Compute adj(A) via minors, cofactors, and transpose for 2x2 and 3x3 matrices
The adjugate (classical adjoint) of a square matrix is the transpose of its cofactor matrix. It is used to compute the matrix inverse and is important in linear algebra for solving systems of equations and understanding matrix properties.
The adjugate (or classical adjoint) of a square matrix is the transpose of its cofactor matrix. It plays a crucial role in matrix theory because A x adj(A) = adj(A) x A = det(A) x I. This property allows computing the inverse as A^{-1} = adj(A)/det(A).
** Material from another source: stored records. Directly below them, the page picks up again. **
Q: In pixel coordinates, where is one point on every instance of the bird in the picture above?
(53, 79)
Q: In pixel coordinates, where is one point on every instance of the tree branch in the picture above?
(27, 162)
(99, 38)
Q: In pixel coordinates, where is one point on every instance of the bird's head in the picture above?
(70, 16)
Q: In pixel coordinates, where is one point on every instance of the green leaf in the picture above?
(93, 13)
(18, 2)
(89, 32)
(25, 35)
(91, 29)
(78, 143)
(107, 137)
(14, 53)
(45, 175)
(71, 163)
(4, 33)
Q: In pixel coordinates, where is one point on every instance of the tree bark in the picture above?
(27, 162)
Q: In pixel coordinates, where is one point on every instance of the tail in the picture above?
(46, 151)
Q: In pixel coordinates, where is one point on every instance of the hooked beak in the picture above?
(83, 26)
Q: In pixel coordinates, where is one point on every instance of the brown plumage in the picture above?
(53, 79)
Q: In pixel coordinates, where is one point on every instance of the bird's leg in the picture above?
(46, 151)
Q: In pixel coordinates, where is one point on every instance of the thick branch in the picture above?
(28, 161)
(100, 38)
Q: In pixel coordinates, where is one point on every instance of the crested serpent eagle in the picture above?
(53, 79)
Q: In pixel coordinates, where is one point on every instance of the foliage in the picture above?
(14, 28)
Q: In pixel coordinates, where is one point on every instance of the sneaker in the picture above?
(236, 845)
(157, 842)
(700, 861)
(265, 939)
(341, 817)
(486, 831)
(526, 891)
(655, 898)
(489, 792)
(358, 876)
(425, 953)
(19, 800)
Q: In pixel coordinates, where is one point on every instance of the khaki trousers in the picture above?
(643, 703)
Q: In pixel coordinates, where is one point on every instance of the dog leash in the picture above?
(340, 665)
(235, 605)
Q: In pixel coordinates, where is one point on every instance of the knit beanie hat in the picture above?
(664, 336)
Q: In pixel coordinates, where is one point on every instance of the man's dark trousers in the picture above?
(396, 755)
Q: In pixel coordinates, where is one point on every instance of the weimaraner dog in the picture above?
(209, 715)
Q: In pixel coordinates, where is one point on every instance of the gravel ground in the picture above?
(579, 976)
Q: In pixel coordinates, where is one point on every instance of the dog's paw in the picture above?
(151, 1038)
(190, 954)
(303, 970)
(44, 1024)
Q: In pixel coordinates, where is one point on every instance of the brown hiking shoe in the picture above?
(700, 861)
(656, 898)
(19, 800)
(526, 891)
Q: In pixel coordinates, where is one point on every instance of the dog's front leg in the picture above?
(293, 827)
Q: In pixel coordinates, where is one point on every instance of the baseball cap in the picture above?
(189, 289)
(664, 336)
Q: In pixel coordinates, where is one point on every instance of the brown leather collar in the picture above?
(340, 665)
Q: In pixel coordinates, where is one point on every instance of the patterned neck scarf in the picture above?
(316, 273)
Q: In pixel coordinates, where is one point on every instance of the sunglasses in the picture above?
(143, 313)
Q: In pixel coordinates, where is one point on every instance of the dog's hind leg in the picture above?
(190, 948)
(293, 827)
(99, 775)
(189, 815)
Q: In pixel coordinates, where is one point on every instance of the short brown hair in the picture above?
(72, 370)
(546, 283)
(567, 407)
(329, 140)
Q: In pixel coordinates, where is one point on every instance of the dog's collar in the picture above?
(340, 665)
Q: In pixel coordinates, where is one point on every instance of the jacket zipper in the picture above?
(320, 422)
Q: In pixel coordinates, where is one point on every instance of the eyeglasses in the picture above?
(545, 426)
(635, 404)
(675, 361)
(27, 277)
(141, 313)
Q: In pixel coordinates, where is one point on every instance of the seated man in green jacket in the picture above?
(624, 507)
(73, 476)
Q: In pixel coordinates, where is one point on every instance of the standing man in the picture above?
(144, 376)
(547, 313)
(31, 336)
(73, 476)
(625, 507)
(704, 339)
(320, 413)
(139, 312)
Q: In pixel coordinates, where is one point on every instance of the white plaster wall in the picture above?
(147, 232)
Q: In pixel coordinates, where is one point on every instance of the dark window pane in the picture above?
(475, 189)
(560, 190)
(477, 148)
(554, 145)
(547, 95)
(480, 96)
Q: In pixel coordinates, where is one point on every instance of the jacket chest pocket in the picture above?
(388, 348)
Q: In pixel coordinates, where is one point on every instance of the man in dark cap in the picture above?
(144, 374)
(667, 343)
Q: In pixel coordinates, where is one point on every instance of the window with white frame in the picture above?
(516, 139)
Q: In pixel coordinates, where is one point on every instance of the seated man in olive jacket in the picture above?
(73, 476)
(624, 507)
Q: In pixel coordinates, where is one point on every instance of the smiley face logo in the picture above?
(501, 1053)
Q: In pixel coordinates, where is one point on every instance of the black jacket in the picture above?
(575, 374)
For 2x2 matrices, the pattern is simple: swap diagonal entries, negate off-diagonals.
The minor M_ij is the determinant of the submatrix after removing row i and column j. For 2x2, each elements minor is the opposite diagonal element.
C_ij = (-1)^(i+j) x M_ij. The checkerboard sign pattern: + - + / - + - / + - + for 3x3.
adj(A) = C^T. Swap rows and columns of the cofactor matrix. Row i column j of adj = C_ji.
adj([[a,b],[c,d]]) = [[d,-b],[-c,a]]. No minors needed for 2x2. Swap main diagonal, negate off-diagonals.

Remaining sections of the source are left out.